LPCG n° 205 - Mépris à tous les étages

éditorial du n° 205

LPCG n° 205

Chaque semaine ou presque, le Président Macron nous rappelle son mépris des classes populaires. Lors des dernières Journées du Patrimoine, il s’en est pris à un jeune chômeur en lui suggérant de traverser la rue pour trouver du travail. S’il était si simple de se faire embaucher, le chômage aurait depuis longtemps disparu... Seulement, les chômeurs·euses ne sont pas des fainéant·es refusant tout effort. Il faut peut-être commencer par s’interroger sur les raisons qui retiennent certain·es de postuler sur les métiers de la restauration, de l’entretien... Salaires de misère, hygiène et sécurité aléatoires, flexibilité des horaires, heures supplémentaires non payées, c’est aussi cela la réalité. C’est par une amélioration des conditions de travail et une véritable réduction du temps de travail que nous vaincrons le chômage.

Pour y parvenir, SUD revendique le passage à 32h, y compris au Département. Nous n’en prenons visiblement pas le chemin si l’on en juge par le refus du Président d’écouter nos revendications. A deux reprises, en 2017, nous avons éditorialisé sur le dialogue social au Département. Nous y interrogions la volonté des élu·es et de l’administration de créer les conditions d’une discussion ouverte et de véritables négociations. Aujourd’hui, force est de constater que cette recherche du dialogue n’est qu’un vernis qui se craquelle à la moindre contestation syndicale. Pourtant, le temps de travail, son aménagement et les conditions dans lesquelles les agent·es travaillent ne sont pas une mince affaire. Cela exige de l’écoute, de l’échange, pour avancer sereinement.

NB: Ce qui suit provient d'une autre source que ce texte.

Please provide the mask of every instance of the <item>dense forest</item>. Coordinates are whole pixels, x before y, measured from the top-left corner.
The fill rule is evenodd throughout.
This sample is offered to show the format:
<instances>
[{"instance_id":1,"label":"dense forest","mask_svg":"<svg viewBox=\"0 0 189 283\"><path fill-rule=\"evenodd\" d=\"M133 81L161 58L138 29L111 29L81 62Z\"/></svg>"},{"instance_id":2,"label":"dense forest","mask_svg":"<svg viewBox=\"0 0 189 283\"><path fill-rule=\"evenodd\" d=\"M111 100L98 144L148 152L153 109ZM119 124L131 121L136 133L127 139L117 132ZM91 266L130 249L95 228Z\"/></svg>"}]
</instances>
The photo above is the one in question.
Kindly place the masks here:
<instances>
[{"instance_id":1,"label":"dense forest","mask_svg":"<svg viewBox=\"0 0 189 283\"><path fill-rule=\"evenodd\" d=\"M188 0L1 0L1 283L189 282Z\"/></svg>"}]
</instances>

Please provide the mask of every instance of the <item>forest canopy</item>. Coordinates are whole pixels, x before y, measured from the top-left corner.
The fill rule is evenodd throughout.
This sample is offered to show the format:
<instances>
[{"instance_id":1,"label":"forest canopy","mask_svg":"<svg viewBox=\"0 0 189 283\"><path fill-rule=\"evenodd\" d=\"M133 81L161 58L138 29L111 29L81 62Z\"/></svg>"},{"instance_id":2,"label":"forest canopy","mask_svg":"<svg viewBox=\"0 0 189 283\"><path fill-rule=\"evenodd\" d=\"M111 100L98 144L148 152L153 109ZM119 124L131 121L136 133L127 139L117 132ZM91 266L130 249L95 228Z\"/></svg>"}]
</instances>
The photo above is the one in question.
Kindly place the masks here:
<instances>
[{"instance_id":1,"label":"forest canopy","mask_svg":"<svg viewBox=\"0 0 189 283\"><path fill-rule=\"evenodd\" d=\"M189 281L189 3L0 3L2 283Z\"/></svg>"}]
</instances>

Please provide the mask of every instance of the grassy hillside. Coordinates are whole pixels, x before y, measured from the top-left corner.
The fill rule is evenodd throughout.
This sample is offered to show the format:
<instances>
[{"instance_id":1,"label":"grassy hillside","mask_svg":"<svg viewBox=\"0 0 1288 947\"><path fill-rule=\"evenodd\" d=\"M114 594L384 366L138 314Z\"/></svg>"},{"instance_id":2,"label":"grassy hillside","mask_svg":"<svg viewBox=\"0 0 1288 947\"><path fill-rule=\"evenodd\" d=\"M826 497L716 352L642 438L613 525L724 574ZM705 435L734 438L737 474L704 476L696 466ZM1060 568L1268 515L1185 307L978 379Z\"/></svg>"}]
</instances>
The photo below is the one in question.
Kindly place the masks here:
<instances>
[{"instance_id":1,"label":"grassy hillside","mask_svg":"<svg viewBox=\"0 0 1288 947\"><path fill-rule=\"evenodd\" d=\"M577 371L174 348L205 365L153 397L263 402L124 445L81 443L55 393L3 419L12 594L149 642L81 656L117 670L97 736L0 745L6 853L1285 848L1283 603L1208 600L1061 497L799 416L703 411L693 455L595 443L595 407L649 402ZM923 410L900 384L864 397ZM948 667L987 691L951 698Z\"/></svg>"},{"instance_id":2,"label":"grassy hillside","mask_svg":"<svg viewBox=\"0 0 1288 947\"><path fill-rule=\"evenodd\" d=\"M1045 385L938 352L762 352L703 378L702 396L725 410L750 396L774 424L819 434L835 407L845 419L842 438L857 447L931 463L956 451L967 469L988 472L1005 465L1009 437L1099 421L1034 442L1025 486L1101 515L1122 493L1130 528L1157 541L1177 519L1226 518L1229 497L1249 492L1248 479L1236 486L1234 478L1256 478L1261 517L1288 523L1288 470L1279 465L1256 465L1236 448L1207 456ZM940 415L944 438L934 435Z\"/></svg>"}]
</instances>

Ce n’est malheureusement pas le choix du Président qui, sourd à la demande intersyndicale de concertation, impose un préalable inacceptable : six jours de travail de travail supplémentaires. Et pour couronner ce dénigrement des représentant·es du personnel, une campagne de désinformation est lancée qui laisse entendre que les organisations syndicales refusent la discussion. Mais de quelle discussion parle-t-on ? Quand le président nous dit, en substance, « J’ai raison. Je ne bougerai pas. », c’est un peu comme si l’on demandait à un accusé de négocier l’aménagement de sa peine avant même que le jugement l’ait condamné. Non ! Pour qu’un réel dialogue social existe, il faut que toutes les données soient mises sur la table. Que toutes les propositions soient étudiées sans exclusive.

Face au refus de notre employeur et à son mépris pour les organisations syndicales (et les agent·es qu’elles représentent), seul le rapport de force pourra lui faire comprendre notre détermination à nous faire entendre.